My understanding looking at the restatements in Note 17 of the account 31 March 2018 I see the following:
Page 83 - 31 March 2018 accounts
17.7 Other
Included in other restatements:
• Inflated income which has resulted in both operating profit and assets being overstated;
• Incorrect application of group accounting principles in the light of new factors;
• Disposition of assets without appropriate security, leading to concern regarding recoverability of
these assets;
• Incorrect classification of assets and liabilities;
• A reduction in treasury shares and dilutive instruments becoming anti-dilutive due to an operating
loss attributable to ordinary shareholders during the period; and
• Reclassification of non-current liabilities to current as a result of the impact of other restatements on debt covenants
In pages 76-77 Income statement – Restated 31 March 2017
Profit/(loss) for the period - (941)
In pages 74-75 Balance Sheet – Restated 31 March 2017
Total Assets – (7229)
Liabilities = (335) got this from liabilities – equity
Therefore total impairments to note 17.7 Other is (8495)
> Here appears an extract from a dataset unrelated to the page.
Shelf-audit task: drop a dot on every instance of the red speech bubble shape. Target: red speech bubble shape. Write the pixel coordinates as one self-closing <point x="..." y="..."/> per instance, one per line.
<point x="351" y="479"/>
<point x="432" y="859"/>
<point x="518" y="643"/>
So does this mean that enough impairments done?
Your comments appreciated.
Best Regards,
DTD
Hi DTD,
Its a long question and and answer. If I don't do it justice here, send me your private e-mail and I can update you away from this ShareChat platform. Don't want to be accused of being a guru and all that. I'm also not sure how much of an accounting boffin you are - you sound quite clued up. But here goes...
A lot more than just impairments because of fraud is taking place on this adjustment reconciliation.
1. Eg. correction of a legitimate accounting process where a Purchase Price Adjustment is required for Mattress Firm and Poundland (17.1);
2. impairments because the Goodwill and Intangibles carrying value is more than their realizable value [this is indirectly related to the fraud - a result of the higher WACC brought on by the fraud] (17.2 & 17.3);
3. Impairments of Property Plant and Equip (17.4) - this is the fraud on the Hemisphere properties
4. Correction of POCO from consolidation to Equity treatment (17.5) - not a direct fraud. This was the Court decision, with Steinhoff only owning 50% and not having control
5. Correction of Habufa (17.6) consolidation to Equity treatment - again as far as I can tell, not a fraud but an incorrect interpretation and treatment incorrectly treating Habufa as under Steinhoff control when it was not
6. All other transactions that did not fit into the above were accounted for as other - this is mostly (but not all fraud related)
Don't get too hung on about the Non-current assets being reclassified as current assets. This is due because Steinhoff is in technical breach of its debt covenants and obligations, and the non-current liabilities is classified as current. The amounts contra each other out, so there is no material impact overall.
Always remember the accounting equation of Assets = Equity + Liabilities
With that in mind, you see that the total assets impaired is € 12 334 (from previous € 36 670 to € 22 336).
We need to get a corresponding € 12 334 adjustment to the Equity and Liabilities for the Accounting Equation to balance.
For 1H17, the impact of the above asset impairments was € 10 943 for equities (€ 16 635 to € 5 692); and € 1 391 for total liabilities.
Check: € 10 943 + € 1 391 = € 12 334
So the Balance Sheet has been mostly cleaned up if not entirely cleaned up.
All these impairments has to affect the Equity, and this is reflected on the statement of changes in equity on page 49 where see the correction of € 10 161. The difference to the total impairments/adjustments is due to the deferred tax and other tax treatments.